# Measure document similarities by extraction features from text inputs

Create a mechanism to extract features (embeddings) from text inputs. With the embeddings you can then compute the distance between two or more sentences. This is useful if you're building a search mechanism or trying to see how **"semantically"** two sentences are close.

For that purpose you'll use a **[Bert base](https://huggingface.co/bert-base-cased-finetuned-mrpc)** model, accelerated by an inf1 instance ([AWS Inferentia](https://aws.amazon.com/machine-learning/inferentia/)), running on SageMaker.

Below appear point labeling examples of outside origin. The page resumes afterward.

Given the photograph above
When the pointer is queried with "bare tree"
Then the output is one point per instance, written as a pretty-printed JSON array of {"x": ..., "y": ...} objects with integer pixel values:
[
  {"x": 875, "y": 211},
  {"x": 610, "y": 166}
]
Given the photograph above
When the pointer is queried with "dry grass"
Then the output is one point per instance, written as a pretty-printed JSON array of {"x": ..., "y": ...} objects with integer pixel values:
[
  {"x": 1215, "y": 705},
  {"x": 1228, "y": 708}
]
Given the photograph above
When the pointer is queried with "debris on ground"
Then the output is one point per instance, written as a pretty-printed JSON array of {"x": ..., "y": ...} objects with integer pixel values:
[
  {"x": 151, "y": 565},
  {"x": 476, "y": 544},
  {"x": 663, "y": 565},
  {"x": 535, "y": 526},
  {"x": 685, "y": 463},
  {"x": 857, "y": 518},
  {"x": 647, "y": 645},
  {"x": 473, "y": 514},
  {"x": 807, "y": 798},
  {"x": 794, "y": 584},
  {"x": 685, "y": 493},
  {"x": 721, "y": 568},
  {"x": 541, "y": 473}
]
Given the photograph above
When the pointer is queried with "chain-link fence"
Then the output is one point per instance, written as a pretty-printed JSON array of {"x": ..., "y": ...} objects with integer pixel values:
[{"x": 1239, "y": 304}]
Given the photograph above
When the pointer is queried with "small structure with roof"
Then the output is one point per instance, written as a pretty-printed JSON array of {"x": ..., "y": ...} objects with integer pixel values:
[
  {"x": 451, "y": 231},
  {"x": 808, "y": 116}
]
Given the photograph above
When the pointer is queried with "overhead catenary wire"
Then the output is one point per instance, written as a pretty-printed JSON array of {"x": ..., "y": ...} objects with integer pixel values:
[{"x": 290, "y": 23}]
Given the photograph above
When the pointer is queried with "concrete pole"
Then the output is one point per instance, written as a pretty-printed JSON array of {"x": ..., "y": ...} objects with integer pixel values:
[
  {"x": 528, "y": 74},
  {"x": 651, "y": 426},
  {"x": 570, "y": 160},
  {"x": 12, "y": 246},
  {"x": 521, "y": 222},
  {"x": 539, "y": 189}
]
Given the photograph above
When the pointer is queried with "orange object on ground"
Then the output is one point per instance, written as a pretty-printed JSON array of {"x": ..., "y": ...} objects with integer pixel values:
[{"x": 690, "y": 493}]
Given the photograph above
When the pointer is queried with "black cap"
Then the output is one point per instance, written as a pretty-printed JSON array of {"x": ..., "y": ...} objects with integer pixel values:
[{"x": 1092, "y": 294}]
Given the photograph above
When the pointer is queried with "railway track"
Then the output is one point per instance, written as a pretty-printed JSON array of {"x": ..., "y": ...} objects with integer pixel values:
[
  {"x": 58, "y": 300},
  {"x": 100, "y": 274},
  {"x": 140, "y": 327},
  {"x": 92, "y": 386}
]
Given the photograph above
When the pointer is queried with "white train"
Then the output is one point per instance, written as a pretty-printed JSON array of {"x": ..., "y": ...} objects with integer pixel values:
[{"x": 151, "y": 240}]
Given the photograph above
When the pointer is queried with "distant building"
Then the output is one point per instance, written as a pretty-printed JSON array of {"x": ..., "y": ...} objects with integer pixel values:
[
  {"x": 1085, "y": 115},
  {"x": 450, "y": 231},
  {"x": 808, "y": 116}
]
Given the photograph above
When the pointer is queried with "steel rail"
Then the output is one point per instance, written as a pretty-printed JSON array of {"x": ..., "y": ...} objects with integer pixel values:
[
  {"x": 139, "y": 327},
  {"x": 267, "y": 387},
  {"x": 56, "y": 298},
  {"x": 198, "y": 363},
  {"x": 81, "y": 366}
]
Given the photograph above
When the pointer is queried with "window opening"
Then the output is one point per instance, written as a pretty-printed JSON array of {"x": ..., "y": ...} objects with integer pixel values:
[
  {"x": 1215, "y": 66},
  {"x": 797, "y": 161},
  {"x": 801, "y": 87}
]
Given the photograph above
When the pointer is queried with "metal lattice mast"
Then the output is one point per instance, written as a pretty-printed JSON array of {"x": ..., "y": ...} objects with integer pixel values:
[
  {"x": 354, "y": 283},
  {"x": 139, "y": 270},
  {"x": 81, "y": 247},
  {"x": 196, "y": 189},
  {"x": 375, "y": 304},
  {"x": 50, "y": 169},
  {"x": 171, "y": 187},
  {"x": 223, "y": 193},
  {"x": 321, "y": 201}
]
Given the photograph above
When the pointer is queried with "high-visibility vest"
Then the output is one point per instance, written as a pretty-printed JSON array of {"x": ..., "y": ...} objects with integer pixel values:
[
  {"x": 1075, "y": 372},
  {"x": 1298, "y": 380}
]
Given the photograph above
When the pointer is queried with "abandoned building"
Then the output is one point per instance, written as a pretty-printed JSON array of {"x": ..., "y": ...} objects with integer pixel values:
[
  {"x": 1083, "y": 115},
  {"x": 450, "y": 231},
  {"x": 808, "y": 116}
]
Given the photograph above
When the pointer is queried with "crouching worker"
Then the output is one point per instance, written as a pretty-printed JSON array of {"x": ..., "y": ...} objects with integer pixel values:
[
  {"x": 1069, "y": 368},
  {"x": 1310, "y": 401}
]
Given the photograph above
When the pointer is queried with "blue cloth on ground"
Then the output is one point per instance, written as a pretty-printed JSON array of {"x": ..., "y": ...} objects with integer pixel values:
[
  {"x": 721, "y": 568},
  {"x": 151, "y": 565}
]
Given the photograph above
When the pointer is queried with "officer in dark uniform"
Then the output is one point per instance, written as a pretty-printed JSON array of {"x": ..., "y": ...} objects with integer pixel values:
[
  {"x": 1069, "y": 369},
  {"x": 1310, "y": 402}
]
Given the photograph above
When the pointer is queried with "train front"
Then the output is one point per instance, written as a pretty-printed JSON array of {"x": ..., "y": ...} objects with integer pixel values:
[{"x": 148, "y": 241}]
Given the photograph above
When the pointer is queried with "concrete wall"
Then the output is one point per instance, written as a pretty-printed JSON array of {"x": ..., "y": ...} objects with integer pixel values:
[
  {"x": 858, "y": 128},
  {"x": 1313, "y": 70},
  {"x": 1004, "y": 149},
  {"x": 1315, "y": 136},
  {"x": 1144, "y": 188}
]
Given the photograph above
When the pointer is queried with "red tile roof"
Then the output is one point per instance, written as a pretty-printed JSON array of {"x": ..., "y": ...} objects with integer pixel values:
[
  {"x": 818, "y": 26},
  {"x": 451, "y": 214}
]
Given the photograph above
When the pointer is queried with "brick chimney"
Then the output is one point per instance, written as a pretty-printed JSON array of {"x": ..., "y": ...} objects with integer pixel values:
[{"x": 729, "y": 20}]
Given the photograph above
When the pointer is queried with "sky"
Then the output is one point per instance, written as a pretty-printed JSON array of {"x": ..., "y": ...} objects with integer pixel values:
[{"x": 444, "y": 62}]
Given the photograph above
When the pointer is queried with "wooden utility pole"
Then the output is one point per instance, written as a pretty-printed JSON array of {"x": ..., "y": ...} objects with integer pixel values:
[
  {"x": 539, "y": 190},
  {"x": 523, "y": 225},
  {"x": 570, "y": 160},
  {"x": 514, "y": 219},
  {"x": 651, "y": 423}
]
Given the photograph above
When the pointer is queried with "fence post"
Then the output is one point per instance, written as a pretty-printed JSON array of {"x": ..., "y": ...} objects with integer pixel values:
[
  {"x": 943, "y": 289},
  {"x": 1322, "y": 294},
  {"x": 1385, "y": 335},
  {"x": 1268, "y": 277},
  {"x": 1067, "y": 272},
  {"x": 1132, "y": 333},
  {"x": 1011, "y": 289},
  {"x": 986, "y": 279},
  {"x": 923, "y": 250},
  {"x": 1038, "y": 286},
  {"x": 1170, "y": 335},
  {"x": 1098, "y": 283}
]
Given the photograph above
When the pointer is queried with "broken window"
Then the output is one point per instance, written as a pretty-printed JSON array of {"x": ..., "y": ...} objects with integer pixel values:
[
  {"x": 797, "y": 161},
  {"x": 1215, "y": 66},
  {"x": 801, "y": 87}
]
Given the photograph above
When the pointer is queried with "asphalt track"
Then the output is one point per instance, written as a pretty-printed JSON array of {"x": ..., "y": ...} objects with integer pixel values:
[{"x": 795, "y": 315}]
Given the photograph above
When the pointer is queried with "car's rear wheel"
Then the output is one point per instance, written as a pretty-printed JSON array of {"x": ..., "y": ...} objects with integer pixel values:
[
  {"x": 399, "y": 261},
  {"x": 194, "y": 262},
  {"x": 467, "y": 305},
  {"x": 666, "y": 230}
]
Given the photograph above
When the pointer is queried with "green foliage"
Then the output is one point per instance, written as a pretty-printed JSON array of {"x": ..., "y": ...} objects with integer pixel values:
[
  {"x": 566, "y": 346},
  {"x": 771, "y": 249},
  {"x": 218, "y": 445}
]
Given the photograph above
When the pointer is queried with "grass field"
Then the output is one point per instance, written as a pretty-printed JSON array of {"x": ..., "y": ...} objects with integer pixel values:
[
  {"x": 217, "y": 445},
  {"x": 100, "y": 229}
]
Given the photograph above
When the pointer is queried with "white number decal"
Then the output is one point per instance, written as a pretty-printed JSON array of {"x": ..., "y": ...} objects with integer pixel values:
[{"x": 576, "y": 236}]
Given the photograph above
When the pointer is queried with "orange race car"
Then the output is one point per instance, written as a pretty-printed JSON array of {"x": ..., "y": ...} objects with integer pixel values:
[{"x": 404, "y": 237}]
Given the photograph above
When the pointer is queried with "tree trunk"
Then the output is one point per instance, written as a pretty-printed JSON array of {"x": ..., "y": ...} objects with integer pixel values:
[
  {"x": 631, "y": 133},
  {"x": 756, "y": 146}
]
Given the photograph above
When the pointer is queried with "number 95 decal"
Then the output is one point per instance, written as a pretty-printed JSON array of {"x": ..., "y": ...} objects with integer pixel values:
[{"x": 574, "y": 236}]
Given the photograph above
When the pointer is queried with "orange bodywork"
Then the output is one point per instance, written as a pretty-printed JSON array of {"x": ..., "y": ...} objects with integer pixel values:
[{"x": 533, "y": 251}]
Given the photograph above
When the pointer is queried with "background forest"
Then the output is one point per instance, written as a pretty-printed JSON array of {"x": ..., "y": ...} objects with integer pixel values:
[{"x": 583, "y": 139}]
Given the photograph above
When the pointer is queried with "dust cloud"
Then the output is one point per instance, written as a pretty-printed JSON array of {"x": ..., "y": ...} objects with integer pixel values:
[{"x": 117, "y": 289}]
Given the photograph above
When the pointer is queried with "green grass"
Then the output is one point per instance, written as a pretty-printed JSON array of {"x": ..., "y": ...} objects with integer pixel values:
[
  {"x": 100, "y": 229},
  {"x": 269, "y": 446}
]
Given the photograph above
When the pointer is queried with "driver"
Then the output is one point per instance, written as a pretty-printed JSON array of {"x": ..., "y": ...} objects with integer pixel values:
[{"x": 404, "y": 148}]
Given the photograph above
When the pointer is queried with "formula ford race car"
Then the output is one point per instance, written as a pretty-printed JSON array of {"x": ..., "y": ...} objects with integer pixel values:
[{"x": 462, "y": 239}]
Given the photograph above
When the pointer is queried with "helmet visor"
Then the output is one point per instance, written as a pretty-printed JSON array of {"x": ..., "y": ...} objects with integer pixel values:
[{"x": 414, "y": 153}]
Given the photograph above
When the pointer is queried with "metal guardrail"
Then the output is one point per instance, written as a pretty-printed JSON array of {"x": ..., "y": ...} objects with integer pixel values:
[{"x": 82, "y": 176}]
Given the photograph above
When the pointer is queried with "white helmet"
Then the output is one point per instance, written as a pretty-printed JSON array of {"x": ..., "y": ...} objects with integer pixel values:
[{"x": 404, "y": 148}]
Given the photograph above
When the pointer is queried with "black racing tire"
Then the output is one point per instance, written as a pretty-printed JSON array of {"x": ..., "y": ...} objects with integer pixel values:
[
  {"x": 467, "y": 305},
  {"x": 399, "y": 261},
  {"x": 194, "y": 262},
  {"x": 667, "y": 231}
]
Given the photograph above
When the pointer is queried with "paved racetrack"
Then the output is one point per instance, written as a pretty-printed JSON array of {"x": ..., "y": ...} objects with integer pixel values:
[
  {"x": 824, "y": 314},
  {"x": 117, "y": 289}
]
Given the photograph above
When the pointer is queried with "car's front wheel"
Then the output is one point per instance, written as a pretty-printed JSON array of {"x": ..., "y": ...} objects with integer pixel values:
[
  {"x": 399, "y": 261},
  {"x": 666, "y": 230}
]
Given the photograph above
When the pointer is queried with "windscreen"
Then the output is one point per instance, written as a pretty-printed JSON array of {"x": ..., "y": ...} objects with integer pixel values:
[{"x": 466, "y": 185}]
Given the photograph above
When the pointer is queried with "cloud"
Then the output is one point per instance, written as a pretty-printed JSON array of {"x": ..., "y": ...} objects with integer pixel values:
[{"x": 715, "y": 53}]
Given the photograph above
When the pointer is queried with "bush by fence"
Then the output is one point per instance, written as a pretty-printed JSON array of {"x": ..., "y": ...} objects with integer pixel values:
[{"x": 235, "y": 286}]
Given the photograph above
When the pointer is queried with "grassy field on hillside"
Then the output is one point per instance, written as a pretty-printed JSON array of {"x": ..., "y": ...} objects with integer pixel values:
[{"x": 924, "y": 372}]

For maximum performance and flexibility, you'll prepare the model with "Neuron Core Pipeline" and "Dynamic Batch Size" enabled. The first technique will shard the model across multiple cores to improve throughput. The second technique will allow you to send requests with different batch sizes. [Read more about these feature here](https://awsdocs-neuron.readthedocs-hosted.com/en/latest/src/examples/pytorch/pipeline_tutorial/neuroncore_pipeline_pytorch.html).

The text samples used in this notebook were extracted from: https://www.gutenberg.org/cache/epub/84/pg84-images.html#chap01

## 1) Compile a pre-trained model
When you deploy a model to a SageMaker Endpoint/inf1 instance (AWS Inferentia), you first need to compile the model with NeuronSDK. We'll use a sample provided by the official AWS Neuron SDK + Inferentia Samples.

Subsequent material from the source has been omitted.